Canada continues to grow and evolve. In 1898 the Yukon Territory separated from the Northwest Territories;
in 1905 Alberta and Saskatchewan joined the Dominion; Newfoundland in 1927. In 1999, Nunavut Territory
split off from the Northwest Territories. In contrast to the United States which won independence through
rebellion, Canada won a unique Dominion Style Independence, which retained close ties to the mother
country, but at the same time forged a unique Canadian identity forged from three principal roots: British,
French and Native American.
a - Canadian Prosperity
Just as in the early economic development of the United States, British investment was crucial for the
development of Canadian industry. Moreover, Britain willingly paid high prices for Canadian agricultural
products and minerals not only to foster Canada’s growing economy, but also to prevent the growth of
separatist movements.
-5-
When the Dominion was established, John A Macdonald, took three important steps that spurred on
economic growth
1. He made Canada as attractive as possible to immigrants;
2. He protected nascent (emerging) industry through tariffs; and
3. He built a national transportation system.

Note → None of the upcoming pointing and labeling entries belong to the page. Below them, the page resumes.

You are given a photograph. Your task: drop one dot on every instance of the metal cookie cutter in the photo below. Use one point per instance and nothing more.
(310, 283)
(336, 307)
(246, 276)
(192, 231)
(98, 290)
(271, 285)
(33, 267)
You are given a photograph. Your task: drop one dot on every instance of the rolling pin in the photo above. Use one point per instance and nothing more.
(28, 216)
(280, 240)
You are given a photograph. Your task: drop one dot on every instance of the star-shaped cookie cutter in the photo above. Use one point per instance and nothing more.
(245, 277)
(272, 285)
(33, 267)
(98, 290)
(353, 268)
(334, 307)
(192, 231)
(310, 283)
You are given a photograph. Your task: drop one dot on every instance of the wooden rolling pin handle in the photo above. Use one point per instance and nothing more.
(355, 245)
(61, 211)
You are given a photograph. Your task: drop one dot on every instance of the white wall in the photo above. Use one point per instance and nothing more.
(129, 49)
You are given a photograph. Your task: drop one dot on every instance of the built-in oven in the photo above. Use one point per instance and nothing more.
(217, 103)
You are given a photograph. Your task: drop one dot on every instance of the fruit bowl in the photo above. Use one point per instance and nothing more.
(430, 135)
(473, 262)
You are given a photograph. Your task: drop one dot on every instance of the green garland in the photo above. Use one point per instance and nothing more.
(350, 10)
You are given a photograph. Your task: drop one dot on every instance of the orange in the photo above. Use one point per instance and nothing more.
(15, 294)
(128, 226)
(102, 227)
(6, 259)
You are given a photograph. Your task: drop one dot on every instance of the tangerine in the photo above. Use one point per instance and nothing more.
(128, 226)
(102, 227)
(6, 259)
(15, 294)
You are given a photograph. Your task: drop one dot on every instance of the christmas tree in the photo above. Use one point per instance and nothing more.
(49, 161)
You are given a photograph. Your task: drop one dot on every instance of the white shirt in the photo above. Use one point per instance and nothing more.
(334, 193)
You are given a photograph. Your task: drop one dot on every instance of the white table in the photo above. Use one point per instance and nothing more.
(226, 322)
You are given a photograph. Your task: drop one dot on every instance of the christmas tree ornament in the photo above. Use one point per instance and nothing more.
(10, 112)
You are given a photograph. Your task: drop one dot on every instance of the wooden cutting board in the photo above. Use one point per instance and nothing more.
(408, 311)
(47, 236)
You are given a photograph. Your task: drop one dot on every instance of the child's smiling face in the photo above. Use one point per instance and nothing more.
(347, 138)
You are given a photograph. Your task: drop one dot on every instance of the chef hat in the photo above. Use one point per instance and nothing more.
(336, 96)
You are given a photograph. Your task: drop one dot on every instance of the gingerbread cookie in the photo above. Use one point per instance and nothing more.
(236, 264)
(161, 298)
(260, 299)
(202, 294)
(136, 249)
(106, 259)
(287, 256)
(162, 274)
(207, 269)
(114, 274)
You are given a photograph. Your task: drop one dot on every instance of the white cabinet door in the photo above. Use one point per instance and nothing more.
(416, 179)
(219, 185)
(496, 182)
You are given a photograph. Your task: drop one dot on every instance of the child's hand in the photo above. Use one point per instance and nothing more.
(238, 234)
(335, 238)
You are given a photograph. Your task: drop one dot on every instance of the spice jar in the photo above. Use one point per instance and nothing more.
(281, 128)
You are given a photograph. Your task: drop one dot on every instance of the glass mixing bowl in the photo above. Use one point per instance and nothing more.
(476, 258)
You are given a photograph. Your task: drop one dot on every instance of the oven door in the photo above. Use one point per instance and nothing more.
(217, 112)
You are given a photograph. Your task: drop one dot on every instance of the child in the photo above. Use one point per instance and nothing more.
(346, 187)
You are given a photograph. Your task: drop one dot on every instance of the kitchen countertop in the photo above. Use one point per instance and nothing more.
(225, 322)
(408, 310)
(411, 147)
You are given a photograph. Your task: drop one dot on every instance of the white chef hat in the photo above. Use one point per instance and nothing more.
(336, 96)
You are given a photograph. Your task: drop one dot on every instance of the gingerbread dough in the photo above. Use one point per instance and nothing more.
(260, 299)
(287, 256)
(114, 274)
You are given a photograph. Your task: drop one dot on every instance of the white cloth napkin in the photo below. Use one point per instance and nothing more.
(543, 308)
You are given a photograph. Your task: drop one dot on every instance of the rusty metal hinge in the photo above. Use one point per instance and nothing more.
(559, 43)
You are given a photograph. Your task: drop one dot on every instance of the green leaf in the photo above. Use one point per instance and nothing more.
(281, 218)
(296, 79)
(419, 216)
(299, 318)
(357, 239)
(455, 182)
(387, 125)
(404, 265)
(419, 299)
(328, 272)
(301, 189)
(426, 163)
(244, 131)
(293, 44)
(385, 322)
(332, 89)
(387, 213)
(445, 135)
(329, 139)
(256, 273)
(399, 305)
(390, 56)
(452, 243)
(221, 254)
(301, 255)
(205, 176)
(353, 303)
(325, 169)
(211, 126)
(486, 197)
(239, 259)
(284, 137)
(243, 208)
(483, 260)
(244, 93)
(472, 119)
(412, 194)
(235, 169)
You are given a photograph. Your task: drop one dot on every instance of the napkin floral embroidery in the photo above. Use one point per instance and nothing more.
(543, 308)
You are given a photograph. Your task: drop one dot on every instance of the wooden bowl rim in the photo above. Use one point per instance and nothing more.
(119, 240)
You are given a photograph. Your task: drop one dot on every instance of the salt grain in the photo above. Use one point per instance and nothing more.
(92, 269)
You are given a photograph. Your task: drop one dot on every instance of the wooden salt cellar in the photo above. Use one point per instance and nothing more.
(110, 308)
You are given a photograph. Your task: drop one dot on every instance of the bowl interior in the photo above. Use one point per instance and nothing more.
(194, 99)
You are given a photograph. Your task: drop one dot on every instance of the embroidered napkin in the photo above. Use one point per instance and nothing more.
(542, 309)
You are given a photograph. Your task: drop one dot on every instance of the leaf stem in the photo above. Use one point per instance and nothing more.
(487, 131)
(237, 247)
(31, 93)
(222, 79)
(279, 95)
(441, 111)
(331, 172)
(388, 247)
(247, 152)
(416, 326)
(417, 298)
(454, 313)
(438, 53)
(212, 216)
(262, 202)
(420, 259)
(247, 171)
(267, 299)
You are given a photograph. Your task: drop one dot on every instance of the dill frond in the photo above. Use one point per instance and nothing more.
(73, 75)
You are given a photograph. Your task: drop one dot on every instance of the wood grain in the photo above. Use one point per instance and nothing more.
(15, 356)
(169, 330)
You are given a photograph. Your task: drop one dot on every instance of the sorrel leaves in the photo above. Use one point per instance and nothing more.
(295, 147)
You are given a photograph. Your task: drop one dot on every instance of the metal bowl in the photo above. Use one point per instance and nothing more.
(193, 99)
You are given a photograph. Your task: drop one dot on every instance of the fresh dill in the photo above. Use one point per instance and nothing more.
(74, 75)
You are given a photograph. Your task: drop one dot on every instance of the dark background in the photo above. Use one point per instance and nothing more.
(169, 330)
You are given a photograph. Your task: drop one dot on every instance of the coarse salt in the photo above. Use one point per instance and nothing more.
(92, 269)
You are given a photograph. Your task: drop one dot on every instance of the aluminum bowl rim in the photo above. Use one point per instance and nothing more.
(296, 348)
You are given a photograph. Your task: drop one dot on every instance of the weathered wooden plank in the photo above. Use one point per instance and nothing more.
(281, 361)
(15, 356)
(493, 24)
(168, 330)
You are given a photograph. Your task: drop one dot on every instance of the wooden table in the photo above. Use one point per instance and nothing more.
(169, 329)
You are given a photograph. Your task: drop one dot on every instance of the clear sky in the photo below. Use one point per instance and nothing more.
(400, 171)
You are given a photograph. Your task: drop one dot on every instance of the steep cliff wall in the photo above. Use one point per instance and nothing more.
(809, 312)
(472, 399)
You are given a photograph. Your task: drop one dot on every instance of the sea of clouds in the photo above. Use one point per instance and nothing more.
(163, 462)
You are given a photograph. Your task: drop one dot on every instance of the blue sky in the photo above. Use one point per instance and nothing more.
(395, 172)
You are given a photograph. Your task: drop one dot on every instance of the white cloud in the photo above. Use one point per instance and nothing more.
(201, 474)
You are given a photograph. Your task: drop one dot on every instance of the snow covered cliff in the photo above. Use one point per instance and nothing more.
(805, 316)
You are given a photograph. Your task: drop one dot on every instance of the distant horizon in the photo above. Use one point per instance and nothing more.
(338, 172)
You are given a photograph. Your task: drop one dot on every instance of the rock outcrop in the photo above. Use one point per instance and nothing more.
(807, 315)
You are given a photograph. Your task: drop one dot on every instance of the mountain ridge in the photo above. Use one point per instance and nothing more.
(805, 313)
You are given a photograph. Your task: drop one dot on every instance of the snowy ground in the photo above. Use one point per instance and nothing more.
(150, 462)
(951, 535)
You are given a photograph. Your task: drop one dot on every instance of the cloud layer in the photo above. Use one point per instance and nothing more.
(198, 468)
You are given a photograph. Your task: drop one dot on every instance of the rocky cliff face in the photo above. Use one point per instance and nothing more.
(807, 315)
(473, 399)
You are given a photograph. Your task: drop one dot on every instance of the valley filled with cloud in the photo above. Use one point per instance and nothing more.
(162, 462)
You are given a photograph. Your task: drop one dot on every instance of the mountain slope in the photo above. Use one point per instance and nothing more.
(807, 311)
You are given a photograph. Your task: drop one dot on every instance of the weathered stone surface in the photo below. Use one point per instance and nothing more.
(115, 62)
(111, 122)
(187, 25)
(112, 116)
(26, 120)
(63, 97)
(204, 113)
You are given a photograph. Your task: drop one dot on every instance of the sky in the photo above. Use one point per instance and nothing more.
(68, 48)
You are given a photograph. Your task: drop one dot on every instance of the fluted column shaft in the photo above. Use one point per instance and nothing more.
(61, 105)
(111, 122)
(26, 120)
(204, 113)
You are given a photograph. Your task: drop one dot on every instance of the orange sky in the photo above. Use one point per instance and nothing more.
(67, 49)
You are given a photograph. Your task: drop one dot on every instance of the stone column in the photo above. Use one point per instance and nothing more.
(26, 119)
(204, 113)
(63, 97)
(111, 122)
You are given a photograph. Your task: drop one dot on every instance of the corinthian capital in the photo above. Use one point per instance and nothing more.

As a result of these policies, Canada experienced growth and prosperity parallel to the United States. And
just like the United States, migrant helped to increase the population and open Western Canada’s agricultural
and mineral treasures. The migrant then supplied farmers for the prairie and workers for growing eastern
industries. It is important to note that Canada was still wary of the United States (big brother to the south), but
allowed economic investment by the United States and Ontario particularly benefited from the spillover
effect of American Industry.
Canada is usually thought of as an uneasy mix of British and French settlers but the reality is much more
complex. The French frequently intermarried with Native Americans and their descendents were called
Métis. The Indigenous peoples who did not intermarry remained a significant portion of the population, but
both lived on the fringes of society. Slavery was abolished in 1833 and before the American Civil War,
Canada was a haven for runaway American slaves. But like the Northern States, Blacks were subject to
discrimination and segregation. Chinese immigrants came in large number to build the railroads, but also
because of the gold rushes. Most settled in segregated Chinatowns in major cities, mostly in British
Columbia. Proportionally, Canada’s greatest period of immigration came much later than the United States.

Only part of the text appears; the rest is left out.